I thought the most significant difficulty I would encounter when moving to New York City would be learning independence, but I was wrong. It is seeing mass suffering face to face on a scale I've never encountered before. I have always known that immense suffering exists globally and that the extent is heartbreaking. And yet, it is different to see these homeless people before my own eyes and know that they are just trying to survive.

What kind of life is that? To strive for survival, and be unsure if you can even make it the night? What about happiness? Love? I see these people, and I can't fathom the thought of not giving more of my taxes to help fund government programs to help them. I can't face this suffering and feel in my heart that I would rather have some extra cash than have this homeless person have a safe bed and warm food for tonight. I just can't.

The other day, someone told me that they believe we shouldn't spend any of our taxes on public healthcare because if they can't afford to treatment because they're too poor, then it's their fault. The individual said that he shouldn't have to pay for others health because it has no relevance to his life. I was shocked and horrified. Sure, I don't know the homeless man or the person who is struggling with illness needing a hospital bed, but I don't have to. I have my humanity. I have empathy, compassion, care for these people because I recognize their suffering, and I feel this need to end it. I feel in my heart that I have to help this person because it is right. I don't know how to explain to someone why we should care about other people.

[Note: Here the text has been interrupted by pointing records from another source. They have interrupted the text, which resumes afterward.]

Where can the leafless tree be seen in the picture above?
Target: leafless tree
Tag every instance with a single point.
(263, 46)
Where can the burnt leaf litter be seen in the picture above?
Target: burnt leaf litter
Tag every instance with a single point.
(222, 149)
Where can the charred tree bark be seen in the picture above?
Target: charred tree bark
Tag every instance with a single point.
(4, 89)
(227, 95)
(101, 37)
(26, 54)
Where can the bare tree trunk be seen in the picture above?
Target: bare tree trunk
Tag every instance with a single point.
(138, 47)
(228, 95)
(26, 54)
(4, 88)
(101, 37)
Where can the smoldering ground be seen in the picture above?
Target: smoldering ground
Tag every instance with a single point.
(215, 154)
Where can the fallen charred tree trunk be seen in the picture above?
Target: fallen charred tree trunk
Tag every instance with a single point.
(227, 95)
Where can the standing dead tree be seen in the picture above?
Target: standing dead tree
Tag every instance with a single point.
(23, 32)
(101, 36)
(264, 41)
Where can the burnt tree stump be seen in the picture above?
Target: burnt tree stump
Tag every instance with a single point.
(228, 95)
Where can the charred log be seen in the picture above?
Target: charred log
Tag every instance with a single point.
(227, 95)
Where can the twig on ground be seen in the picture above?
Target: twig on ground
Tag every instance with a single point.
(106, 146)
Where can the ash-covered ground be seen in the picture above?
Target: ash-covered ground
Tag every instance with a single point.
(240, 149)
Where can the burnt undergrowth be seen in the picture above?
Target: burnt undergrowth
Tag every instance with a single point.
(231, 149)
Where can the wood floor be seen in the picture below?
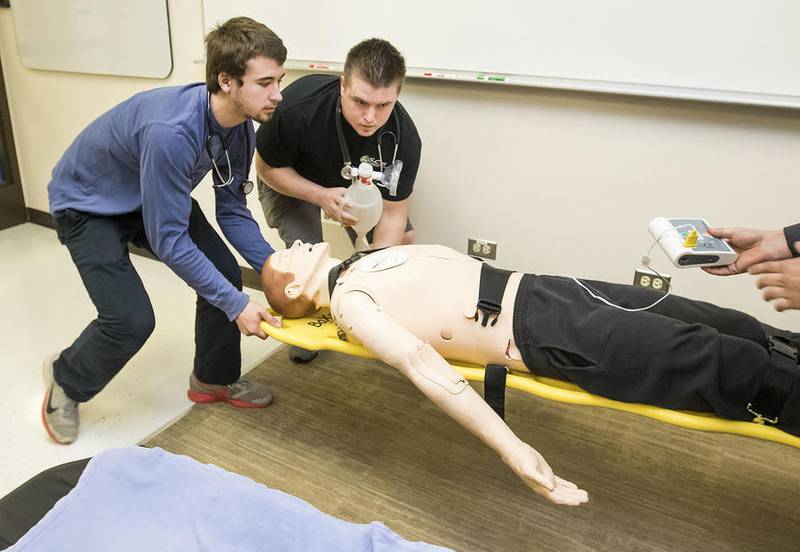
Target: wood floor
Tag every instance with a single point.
(358, 441)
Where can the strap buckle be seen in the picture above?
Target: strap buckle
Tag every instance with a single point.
(783, 347)
(489, 309)
(760, 418)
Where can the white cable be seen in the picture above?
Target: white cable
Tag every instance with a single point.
(645, 262)
(610, 304)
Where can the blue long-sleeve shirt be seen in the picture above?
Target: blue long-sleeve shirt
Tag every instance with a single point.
(147, 154)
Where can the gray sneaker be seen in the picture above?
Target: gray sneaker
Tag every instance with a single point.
(59, 413)
(241, 393)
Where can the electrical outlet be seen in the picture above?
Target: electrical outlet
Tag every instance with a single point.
(650, 279)
(482, 248)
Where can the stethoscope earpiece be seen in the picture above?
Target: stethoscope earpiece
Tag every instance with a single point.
(247, 185)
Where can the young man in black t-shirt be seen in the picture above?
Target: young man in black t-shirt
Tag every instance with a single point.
(300, 156)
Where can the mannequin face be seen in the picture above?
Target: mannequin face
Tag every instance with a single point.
(303, 260)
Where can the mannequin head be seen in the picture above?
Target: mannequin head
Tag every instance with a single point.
(293, 278)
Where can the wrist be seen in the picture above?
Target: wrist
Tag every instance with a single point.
(792, 235)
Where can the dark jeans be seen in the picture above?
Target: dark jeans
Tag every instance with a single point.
(680, 354)
(99, 248)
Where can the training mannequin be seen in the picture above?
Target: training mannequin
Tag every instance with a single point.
(415, 305)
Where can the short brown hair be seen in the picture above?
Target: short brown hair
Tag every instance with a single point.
(274, 283)
(232, 44)
(377, 62)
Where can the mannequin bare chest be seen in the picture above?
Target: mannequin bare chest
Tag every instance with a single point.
(432, 291)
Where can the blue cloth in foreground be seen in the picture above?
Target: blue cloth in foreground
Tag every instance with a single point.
(148, 499)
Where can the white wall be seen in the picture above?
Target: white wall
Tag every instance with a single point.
(564, 182)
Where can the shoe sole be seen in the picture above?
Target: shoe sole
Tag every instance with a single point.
(205, 398)
(48, 382)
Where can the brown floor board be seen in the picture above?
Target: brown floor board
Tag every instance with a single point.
(358, 441)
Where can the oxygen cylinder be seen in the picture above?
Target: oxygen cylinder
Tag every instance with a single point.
(366, 205)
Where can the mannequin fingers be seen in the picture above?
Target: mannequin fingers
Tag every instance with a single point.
(267, 317)
(765, 268)
(773, 292)
(771, 280)
(564, 482)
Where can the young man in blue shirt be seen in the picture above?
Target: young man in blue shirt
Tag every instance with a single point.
(128, 177)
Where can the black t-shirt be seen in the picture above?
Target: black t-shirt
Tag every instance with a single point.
(302, 135)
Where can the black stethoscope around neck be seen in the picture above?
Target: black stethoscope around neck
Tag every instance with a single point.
(347, 162)
(247, 185)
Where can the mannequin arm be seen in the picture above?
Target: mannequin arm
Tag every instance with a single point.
(358, 315)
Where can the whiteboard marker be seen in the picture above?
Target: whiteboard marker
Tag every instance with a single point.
(495, 78)
(439, 75)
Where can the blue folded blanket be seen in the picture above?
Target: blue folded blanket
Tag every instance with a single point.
(147, 499)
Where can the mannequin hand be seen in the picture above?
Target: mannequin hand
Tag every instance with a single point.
(753, 247)
(532, 468)
(333, 202)
(249, 320)
(780, 281)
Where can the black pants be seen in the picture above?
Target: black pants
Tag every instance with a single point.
(680, 354)
(99, 248)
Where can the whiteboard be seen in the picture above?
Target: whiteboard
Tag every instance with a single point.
(108, 37)
(741, 51)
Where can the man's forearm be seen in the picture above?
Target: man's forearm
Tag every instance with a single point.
(391, 228)
(288, 182)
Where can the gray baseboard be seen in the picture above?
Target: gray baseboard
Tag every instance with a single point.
(250, 278)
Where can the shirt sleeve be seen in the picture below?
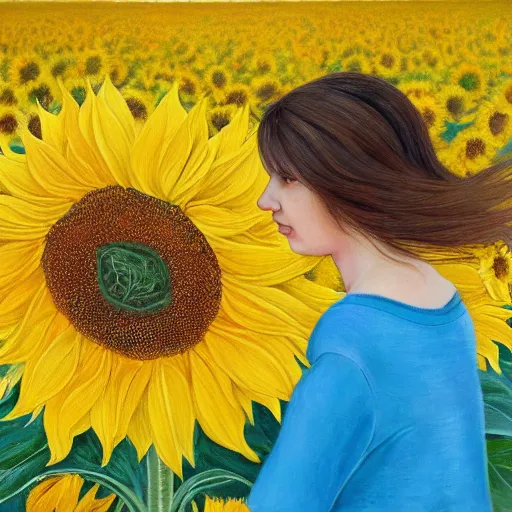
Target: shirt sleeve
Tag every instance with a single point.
(326, 429)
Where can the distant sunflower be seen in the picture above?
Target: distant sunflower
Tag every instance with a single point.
(220, 116)
(494, 120)
(10, 121)
(496, 270)
(431, 112)
(416, 89)
(9, 95)
(470, 77)
(387, 62)
(43, 89)
(220, 505)
(264, 89)
(358, 63)
(24, 69)
(62, 493)
(140, 282)
(455, 101)
(506, 91)
(488, 315)
(472, 151)
(236, 94)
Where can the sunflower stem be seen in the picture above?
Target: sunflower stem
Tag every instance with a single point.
(160, 483)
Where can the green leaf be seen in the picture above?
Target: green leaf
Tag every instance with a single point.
(499, 454)
(202, 483)
(24, 454)
(128, 497)
(497, 396)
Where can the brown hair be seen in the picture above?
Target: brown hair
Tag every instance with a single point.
(362, 146)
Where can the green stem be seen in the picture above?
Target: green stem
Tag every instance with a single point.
(160, 483)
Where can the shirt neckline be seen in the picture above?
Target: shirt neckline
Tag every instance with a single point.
(452, 310)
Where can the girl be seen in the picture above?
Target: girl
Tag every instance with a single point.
(389, 417)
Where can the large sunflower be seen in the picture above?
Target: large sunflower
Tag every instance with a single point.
(141, 286)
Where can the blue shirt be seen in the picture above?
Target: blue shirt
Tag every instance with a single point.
(389, 417)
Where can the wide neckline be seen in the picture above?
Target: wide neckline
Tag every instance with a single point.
(432, 316)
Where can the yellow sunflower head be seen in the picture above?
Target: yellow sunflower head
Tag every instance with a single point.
(140, 285)
(62, 493)
(220, 505)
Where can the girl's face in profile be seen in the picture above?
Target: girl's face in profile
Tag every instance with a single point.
(313, 231)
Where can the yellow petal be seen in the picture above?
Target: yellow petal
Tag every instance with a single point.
(89, 504)
(139, 430)
(16, 296)
(106, 412)
(221, 222)
(52, 171)
(114, 101)
(183, 155)
(112, 140)
(257, 264)
(81, 157)
(64, 411)
(152, 140)
(15, 179)
(86, 122)
(52, 129)
(55, 493)
(234, 182)
(219, 414)
(266, 309)
(240, 354)
(245, 402)
(137, 387)
(19, 259)
(20, 220)
(165, 436)
(45, 376)
(175, 372)
(32, 333)
(313, 295)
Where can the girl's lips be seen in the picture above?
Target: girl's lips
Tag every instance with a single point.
(285, 230)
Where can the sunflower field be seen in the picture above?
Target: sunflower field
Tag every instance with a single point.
(153, 321)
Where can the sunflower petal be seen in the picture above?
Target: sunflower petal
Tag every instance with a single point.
(258, 264)
(46, 375)
(151, 141)
(220, 415)
(63, 411)
(15, 179)
(112, 141)
(52, 171)
(242, 357)
(16, 297)
(221, 222)
(139, 430)
(52, 129)
(19, 259)
(94, 156)
(234, 182)
(89, 504)
(81, 157)
(30, 335)
(106, 411)
(175, 374)
(165, 437)
(20, 220)
(183, 154)
(115, 102)
(137, 385)
(281, 314)
(58, 493)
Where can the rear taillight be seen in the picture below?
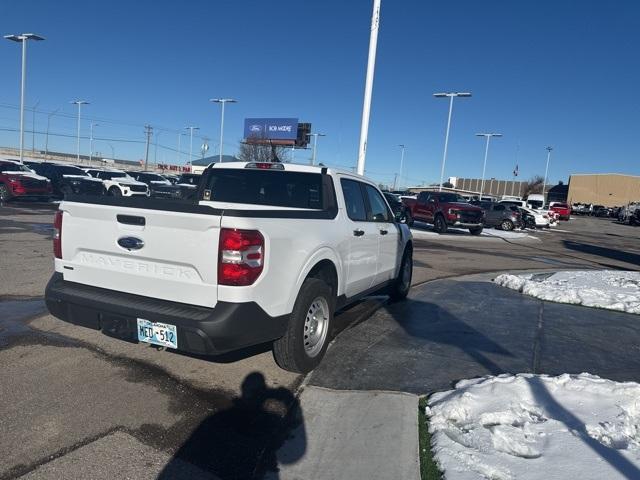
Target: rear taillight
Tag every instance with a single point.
(57, 234)
(241, 257)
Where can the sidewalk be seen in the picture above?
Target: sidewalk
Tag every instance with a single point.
(352, 434)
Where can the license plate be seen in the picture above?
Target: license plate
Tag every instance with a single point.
(157, 333)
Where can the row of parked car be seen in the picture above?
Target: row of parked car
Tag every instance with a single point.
(449, 209)
(46, 180)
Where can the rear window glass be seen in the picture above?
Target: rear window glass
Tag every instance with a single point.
(266, 187)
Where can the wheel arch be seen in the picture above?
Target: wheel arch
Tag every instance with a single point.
(323, 264)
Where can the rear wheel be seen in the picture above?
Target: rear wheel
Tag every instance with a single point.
(439, 225)
(506, 225)
(307, 337)
(5, 193)
(400, 288)
(408, 219)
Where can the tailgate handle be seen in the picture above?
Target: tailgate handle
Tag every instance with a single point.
(131, 220)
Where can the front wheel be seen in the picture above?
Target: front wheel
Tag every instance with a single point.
(307, 337)
(507, 225)
(400, 288)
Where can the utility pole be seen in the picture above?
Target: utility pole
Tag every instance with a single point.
(91, 141)
(546, 171)
(46, 141)
(23, 38)
(148, 130)
(191, 129)
(315, 146)
(368, 86)
(33, 127)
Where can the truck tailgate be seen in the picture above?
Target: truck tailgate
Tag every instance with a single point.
(178, 259)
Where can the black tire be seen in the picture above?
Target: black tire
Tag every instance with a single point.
(507, 225)
(292, 352)
(400, 288)
(408, 219)
(439, 224)
(5, 193)
(66, 191)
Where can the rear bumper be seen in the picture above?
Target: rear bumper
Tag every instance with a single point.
(203, 331)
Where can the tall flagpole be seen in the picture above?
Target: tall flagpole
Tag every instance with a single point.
(368, 88)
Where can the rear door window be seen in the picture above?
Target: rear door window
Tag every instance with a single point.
(353, 199)
(379, 212)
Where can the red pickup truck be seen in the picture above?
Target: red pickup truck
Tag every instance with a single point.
(443, 210)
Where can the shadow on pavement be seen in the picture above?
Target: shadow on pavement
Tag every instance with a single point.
(611, 253)
(241, 442)
(610, 455)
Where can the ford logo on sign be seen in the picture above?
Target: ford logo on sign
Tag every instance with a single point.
(131, 243)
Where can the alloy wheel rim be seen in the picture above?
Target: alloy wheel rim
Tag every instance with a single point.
(316, 326)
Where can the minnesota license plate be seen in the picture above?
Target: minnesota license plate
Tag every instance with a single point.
(157, 333)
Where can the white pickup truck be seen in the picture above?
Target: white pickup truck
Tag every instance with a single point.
(266, 253)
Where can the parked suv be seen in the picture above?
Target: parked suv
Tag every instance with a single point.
(443, 210)
(67, 179)
(118, 184)
(499, 215)
(17, 180)
(159, 186)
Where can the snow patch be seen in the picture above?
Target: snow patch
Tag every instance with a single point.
(610, 289)
(537, 427)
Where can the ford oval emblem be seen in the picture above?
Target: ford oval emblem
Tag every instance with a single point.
(131, 243)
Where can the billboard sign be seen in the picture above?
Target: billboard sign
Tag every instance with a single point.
(271, 128)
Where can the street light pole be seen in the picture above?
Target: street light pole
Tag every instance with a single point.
(23, 39)
(451, 96)
(191, 129)
(33, 127)
(368, 86)
(315, 145)
(222, 101)
(486, 154)
(46, 141)
(91, 141)
(401, 162)
(546, 171)
(79, 103)
(179, 147)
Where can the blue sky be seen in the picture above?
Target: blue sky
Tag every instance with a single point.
(543, 72)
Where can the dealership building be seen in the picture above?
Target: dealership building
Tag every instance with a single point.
(608, 189)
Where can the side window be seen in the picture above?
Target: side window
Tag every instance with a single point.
(353, 200)
(379, 210)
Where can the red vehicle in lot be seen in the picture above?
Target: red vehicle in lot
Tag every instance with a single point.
(562, 209)
(443, 210)
(16, 180)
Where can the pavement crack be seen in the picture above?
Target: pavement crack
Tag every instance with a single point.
(537, 341)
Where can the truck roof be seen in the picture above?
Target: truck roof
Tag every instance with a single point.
(295, 167)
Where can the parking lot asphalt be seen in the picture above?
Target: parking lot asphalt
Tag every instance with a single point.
(69, 390)
(467, 327)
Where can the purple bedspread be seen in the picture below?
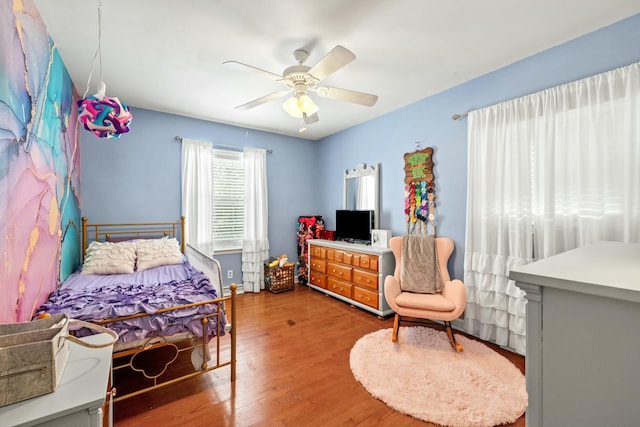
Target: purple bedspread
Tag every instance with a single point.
(93, 297)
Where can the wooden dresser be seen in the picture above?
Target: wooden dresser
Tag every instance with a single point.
(351, 272)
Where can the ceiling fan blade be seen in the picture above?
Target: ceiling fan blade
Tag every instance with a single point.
(347, 95)
(262, 100)
(310, 119)
(244, 67)
(337, 58)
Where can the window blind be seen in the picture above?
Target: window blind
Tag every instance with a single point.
(228, 200)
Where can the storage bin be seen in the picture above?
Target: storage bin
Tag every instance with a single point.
(33, 356)
(278, 279)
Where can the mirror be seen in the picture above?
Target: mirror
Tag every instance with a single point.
(361, 189)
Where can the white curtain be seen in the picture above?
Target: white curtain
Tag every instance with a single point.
(548, 172)
(255, 247)
(196, 190)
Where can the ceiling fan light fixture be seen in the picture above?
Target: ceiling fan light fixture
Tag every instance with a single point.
(307, 105)
(298, 104)
(292, 107)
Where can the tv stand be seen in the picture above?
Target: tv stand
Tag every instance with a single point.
(351, 272)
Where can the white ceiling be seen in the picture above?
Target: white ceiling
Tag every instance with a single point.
(167, 55)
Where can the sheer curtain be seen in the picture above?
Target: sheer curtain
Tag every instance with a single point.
(548, 172)
(196, 192)
(255, 247)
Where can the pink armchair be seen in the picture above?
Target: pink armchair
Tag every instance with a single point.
(420, 308)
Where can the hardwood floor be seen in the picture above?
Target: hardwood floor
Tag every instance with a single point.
(293, 370)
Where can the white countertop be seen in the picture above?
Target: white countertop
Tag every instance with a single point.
(608, 269)
(83, 385)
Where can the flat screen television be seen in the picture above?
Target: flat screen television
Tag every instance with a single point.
(354, 225)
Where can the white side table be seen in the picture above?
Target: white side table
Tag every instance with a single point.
(80, 396)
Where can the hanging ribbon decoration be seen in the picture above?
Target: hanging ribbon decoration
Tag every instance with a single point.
(104, 116)
(419, 203)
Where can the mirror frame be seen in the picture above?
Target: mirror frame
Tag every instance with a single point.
(363, 170)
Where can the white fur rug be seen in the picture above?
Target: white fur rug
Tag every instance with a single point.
(422, 376)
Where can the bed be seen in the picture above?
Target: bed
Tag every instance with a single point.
(137, 281)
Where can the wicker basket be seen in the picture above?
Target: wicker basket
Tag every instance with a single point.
(278, 279)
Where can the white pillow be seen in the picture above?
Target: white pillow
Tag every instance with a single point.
(110, 258)
(156, 252)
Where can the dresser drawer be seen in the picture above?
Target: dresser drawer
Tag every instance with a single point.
(339, 271)
(339, 287)
(318, 265)
(318, 251)
(365, 296)
(343, 257)
(366, 279)
(320, 280)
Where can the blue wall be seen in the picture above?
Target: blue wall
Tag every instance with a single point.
(385, 140)
(137, 178)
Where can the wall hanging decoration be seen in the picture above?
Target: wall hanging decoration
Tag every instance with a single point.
(104, 116)
(419, 189)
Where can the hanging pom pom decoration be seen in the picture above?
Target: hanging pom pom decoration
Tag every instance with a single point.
(106, 117)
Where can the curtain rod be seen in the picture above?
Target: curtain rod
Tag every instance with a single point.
(179, 139)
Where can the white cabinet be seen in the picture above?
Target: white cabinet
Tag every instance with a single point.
(583, 347)
(81, 397)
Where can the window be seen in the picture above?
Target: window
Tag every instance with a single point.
(227, 200)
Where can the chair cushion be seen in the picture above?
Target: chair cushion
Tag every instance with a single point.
(434, 302)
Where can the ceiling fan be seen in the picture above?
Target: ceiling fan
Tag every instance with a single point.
(301, 79)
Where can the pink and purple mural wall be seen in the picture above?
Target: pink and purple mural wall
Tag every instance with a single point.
(39, 164)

This day and age scare me. I don't want to live in a world where people don't have homes, and your child dies of cancer because you can't afford treatment. I don't want to live in a world where women don't have access to education and one in every three women is sexually assaulted or raped. I don't want to live in a world where people are forced to work in hazardous conditions below minimum wage. I don't want to live in a world where children are separated from their families because they were born in different countries. I don't want to live in a world where people adopt foster children so they could abuse the kids and spend the government money on themselves. I don't want to live in a world where being gay is a death sentence. I don't want to live in a world where animals die due to global warming and we do nothing about it.

I know you and I may not share the same beliefs or lives, but we are both human beings. We both want love and happiness. We both have cried. We both have experienced heartbreak. It does not matter that we are strangers because we all feel these things.

And that is why I am making a call for empathy. I am asking for us to acknowledge our shared humanity and say, "Enough is enough. I will not tolerate this anymore."

To step up and say, "No more needless suffering."

To say, "I am here for you" to every person suffering needlesly.

To feel your heart, and do what is right.

To hope for something better, and to know it is achievable because together, we can heal this world.